A short list of poses I recognized include:
- Marichyasana E
- Vasisthasana
- Vishwamitrasana
- Bakasana
- Supta Trivikrmasana
- Dighasana
- Trivikrmasana
- Nata Rajasana
- Salabasana
- Bhekasana
- Dhanurasana
- Ustrasana
- Bharadvajasana
- Ardha Matsyendrasana
- Gomukhasana
- and a bunch of weird stuff I’ve never seen before
We did a bunch from primary, too — including bhujapidasana, kurmasana, supta kurmasana and garbha pindasana.
And a lot of other stuff I can’t even begin to recall.
A very entertaining class. Smorgasbord classes really amuse me. Well, provided the poses are entertaining. I suppose you could look at a vinyasa flow class as a smorgasbord of poses — but they’re always the same old not-terribly-challenging poses.
Not that there’s anything wrong with that.
***
The Cop is watching a documentary about mountain biking, with lots of footage of guys missing their lines and hanging their bikes up in trees, or missing jumps across cliffs, etc.

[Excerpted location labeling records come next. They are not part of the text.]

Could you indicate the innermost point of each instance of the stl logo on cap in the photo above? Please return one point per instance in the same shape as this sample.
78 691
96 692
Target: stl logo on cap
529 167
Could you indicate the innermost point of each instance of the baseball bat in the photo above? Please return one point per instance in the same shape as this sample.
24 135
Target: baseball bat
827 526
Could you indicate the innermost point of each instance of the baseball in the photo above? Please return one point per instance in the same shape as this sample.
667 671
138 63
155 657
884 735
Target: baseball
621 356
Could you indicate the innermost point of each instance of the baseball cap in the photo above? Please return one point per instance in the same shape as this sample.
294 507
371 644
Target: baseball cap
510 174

He is mountain biking in earnest these days. Managed to break the bike-before-the-current-one by hitting a rock face. Following the rock face crash, he took an old bike out for a ride in the mountains of Flagstaff when we were up there for a visit. Called to say he’d had a good ride, but thought his forearm might be broken (turns out it was just a deep bruise). So anyhow, yeah. I’m saving up for a rescue helicopter and flying lessons.
***
Oh, just remembered. We did hanumanasana and samakonasana this morning in mix class. The famous West Coast add-on. VBG taught me to include the poses in my standing practice, but after a while I knocked it off — back when I stripped out all “extras” because I realized how much work I had to do on primary.
Interestingly, I found that when I didn’t do hanumanasana every day, it actually got better. I’d go to VBG’s weekly led class and do my one hanumanasana per week and was amazed to find that it was better and better, week after week. Any time I decided to work on it and added it back into my daily routine, it got worse.

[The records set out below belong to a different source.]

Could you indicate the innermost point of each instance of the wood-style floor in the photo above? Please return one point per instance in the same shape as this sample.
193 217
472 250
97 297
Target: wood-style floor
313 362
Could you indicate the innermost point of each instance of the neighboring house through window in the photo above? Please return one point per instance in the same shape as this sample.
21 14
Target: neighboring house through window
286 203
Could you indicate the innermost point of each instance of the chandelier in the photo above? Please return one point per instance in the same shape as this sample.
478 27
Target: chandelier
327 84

The point is, I haven’t been doing hanumansana for months, nor has VBG been offering a led class, so it’s just off my radar entirely. So it was nice to do it today and find that it was shockingly easy to just sink into the full pose, and felt delightful to throw a backbend into it. I imagine the ease is because of all of the backbending work I’m doing, which is (according to today’s hanumanasana) opening my hip flexors.
At the end of the session, Muscle Man gave us some unstructured fun time — for inversions or whatever. And he offered to do dropbacks if anyone wanted. Why was I the only volunteer?? It’s kind of funny, I see assisted dropbacks as THE most valuable things I can “get” out of a class. What I didn’t bank on, though, was the way Muscle Man let me hit the mat on my own. He just made sure I didn’t crater. I think I looked shocked after the first one.

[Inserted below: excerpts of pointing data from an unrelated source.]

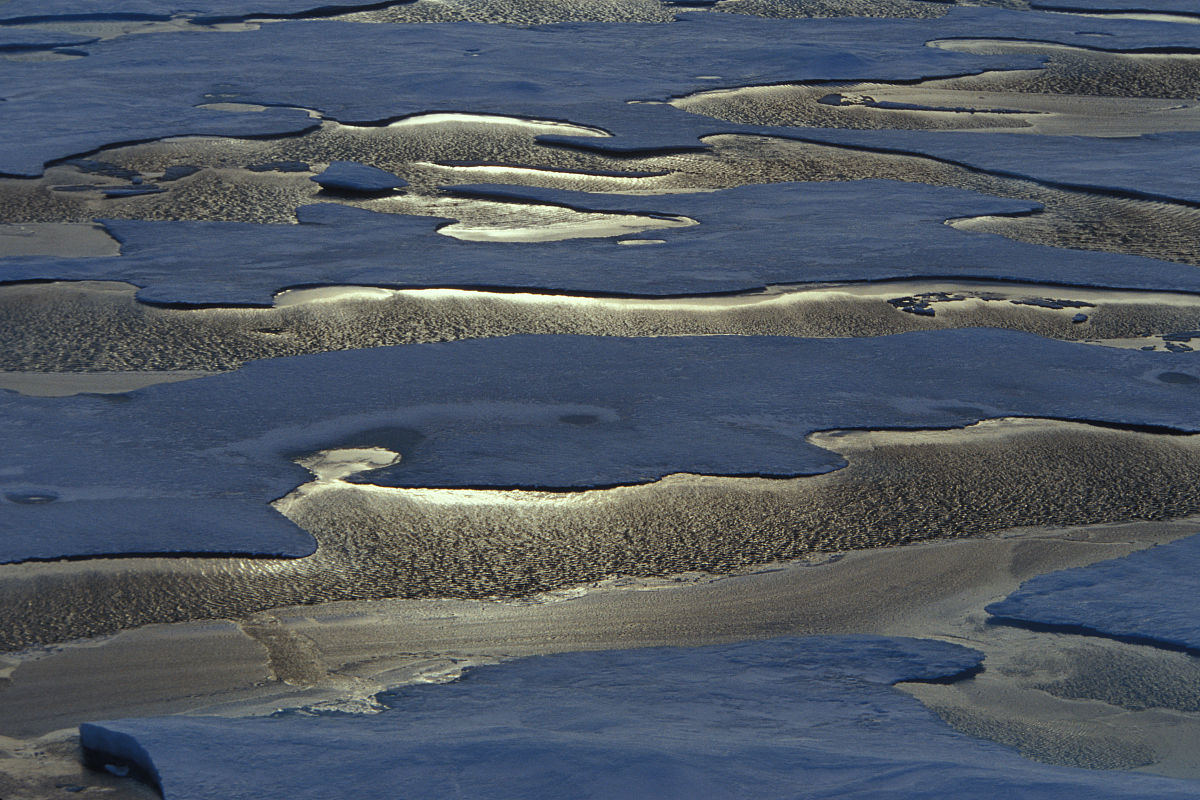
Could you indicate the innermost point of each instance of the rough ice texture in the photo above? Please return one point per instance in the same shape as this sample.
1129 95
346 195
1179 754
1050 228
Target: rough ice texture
1151 596
148 86
191 465
802 233
353 176
797 717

“If I let you go, you have… uh, a little fear. And it’ll remind you to keep your arms straight and push,” he explained. (Yes, explained AFTER the first one.)
Okay, though — I buy his rationale on this.
The Cop took some days off for puppy paternity leave. Hence my ability to go to the mix class. Next week, The Cop’ll be sleeping during class time — as he does after night shifts on Fridays. I need to teach the puppy to be quiet in his crate so I can go back to class again…
Crate training. Our current project.